A Cargill logo is pictured on the Provimi Kliba and Protector animal nutrition factory in Lucens, Switzerland, September 22, 2016.
The world's largest agricultural commodities trader has agreed to sell its Cargill Protein China operations to private equity firm DCP Capital, a company spokesperson said, without disclosing terms. The deal is expected to close in 2023, subject to regulatory approval.
The sale comes as meatpackers like Cargill struggle with thinning margins, and inflation that's eroding demand. Relatively high grain prices are also boosting the cost of feeding animals, all challenges new Cargill's Chief Executive Officer Brian Sikes will have to tackle.
Poultry farming in China is struggling to make a profit with consumer demand weaker than expected as the country recovers from Covid and animal feed costs staying elevated. Broiler chicken farmers still can't make any money by raising birds, according to the latest government data.
The deal includes all Protein China entities in Chuzhou in Anhui province, which have both farm locations and manufacturing sites. It also comes less than a year year after the Minneapolis-based trader closed on its $4.5-billion takeover of US chicken producer Sanderson Farms Inc., in partnership with Continental Grain Co.

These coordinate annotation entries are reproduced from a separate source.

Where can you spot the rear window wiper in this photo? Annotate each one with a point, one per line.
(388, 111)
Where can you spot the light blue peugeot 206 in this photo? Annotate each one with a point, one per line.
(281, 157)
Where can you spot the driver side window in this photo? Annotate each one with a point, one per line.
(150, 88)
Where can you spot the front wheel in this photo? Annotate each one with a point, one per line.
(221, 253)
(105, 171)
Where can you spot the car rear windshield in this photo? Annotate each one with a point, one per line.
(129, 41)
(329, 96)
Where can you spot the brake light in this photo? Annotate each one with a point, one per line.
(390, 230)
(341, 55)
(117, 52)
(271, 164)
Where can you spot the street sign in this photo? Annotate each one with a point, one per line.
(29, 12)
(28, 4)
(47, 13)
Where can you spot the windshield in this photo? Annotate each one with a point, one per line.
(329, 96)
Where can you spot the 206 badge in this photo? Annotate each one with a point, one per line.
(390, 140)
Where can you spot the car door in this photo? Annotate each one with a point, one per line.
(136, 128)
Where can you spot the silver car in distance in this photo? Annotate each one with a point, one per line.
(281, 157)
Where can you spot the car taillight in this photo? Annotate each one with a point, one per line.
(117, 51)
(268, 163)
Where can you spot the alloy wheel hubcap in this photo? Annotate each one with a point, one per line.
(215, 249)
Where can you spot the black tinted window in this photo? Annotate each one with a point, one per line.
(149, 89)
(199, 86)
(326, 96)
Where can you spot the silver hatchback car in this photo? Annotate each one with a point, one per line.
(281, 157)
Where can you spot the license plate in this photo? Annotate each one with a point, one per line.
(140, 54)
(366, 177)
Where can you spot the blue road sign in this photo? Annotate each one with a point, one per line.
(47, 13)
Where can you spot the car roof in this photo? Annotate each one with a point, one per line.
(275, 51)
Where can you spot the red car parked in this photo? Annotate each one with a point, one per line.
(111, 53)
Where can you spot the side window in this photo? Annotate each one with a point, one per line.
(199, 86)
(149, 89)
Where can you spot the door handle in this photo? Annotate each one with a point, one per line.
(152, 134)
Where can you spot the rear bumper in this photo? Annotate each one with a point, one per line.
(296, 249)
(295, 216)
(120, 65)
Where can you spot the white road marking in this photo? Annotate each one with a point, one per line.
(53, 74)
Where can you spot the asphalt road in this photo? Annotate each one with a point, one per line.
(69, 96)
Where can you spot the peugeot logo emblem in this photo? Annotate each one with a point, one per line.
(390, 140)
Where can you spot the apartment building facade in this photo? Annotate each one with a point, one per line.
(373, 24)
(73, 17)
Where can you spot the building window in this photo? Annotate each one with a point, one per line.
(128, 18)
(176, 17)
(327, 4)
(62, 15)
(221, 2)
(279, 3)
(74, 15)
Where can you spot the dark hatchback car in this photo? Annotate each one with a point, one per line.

DCP Capital, led by former partners of KKR & Co., has invested in companies including China Mengniu Dairy Co. and COFCO Joycome Foods Ltd., according to its website. David Liu, DCP's executive chairman, was involved in KKR's $400 million investment in chicken meat producer Fujian Sunner Development Co. in 2015 when he was chief executive officer for China at the global buyout firm.
Broiler Chickens
Cargill's plants in Anhui have an annual output of nearly 65 million broiler chickens and also include feed production, hatching, breeding and processing facilities. They were built in 2011 to satisfy rising consumer demand "for safe and high quality protein products," according to the company's website.
The company also launched plant-based meat products under the brand PlantEver in 2020, made by its operations in Anhui.
Cargill, owned by descendants of the founding Cargill and MacMillan families, is America's largest private company. It's the C in the so-called ABCDs, a group of four merchants that have dominated the world of crop trading. The others are Archer-Daniels-Midland Co., Bunge Ltd. and Louis Dreyfus Co.
Comment: A similar scenario of rising costs, reduced demand, and producers reducing stock, is playing out elsewhere on the planet, with the ultimate result being that the food supply chain becomes ever more vulnerable. Although it's notable that China has been proactive in its attempts to support farmers and shore up stocks.
Meanwhile, and particularly in the West, there's highly suspect food processing plant fires; supermarkets refusing to pay producers for the cost of production and producers in turn reducing the number of stock; extreme weather and erratic seasons wiping out harvests; outbreaks of animal diseases, and the sometimes excessive response by the authorities; lockdown backlogs and their subsequent culls; soaring inflation and energy prices, as well as a draconian crackdown by, primarily Western, governments, that are clearly intended to throw farmers out of business; all of which, taken together, it seems that a collapse of the food supply chain is all but inevitable.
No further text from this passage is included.